The visible succulent

Red ears repeat the redness of my history. Legs smoke as they spin. A hickory cane stands in for all the trees I’ve cut on. My dream, but your house.

The wild ones are shunning the willows which is fine with me because I enjoy the wispy-shaded solitude there. Like David, when I tire of giant shadows I tend to sling things.

The beginning trembles were so lovely but we stepped into the north shed anyway. That was around the time you began doing those song-bird translations in your sleep.

Why not tell me what they did to you, those people persons? I see your eyes darting under your eyelids. What does ‘naked to the waist’ mean? Up or down? You should never say “should” when you’re on a retreat. (Sometimes the visible world dims a bit.)
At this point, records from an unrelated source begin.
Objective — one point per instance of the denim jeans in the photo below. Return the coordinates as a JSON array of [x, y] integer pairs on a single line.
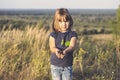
[[61, 73]]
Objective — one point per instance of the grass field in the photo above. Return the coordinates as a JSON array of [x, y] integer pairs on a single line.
[[24, 55]]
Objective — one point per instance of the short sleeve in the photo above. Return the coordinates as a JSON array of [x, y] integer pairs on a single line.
[[53, 34], [74, 34]]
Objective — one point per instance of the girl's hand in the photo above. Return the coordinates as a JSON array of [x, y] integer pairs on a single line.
[[63, 54], [57, 54]]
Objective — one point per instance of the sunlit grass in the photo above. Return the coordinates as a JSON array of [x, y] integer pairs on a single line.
[[24, 55]]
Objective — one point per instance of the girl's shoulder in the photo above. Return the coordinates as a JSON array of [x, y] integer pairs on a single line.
[[73, 34]]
Sometimes the visible world dims a bit. Sometimes it doesn’t include even a tenth of our solar system. I blame the gardener who is obviously colluding with the forest ranger.

Verbatim interpretaion: I like your likeness everywhere. Water and its declensions. Salt and its shakers. Wordless talk.



Soft Aggression

Ourselves at home takes effort. But it takes a flying earth to lay down the furrows. I rotate my arms as if I’m swimming back to my island.

How do you make yourself feel in imaginary mirrors? Do your eyes accept their limits like tunnels holding back the pressure? I like to cut off the torsos a little lower than history allows. I remember when we looked under the water and I saw stones and you saw magma.

Now the impossible story/afternoon I dreaded. If I knew what I was thinking I could stop. Well, we’ll just see about that. As if by saying “out loud” we could eliminate the teeth sucking. The houses along the hill are already dark; that’s how long we’ve been fools.

If you could vaporize your enemy’s food. The problem is some are good neighbors. They build and grow. They have habits like trains. They throw their closets on you. I lie to them softly and say “good morning.”

In the interest of death, follow the same rules. I can hold up the horizon for you a little longer if you need things less perfect. It’s all those old dreams queued up behind you I’m worried about. The Ancient Nascents is what they’re calling themselves. I don’t know about you, but I’m putting on some clothes. I don’t like this kind of weathering. 

We looked the other way as the reader stopped to regain his balance. All a ploy to throw his shoe. Where to stand now? Should we go for the fire pit or the door?

I’m holding my head in my hands and letting my body dangle. I’m at my home. Or just home. Now there’s a boy inside. As such, it’s all a proposition: how to keep the definition of ‘ambiguous’ ambiguous. When I wake I don’t remember this dream, only the one where I’m kicking the giant.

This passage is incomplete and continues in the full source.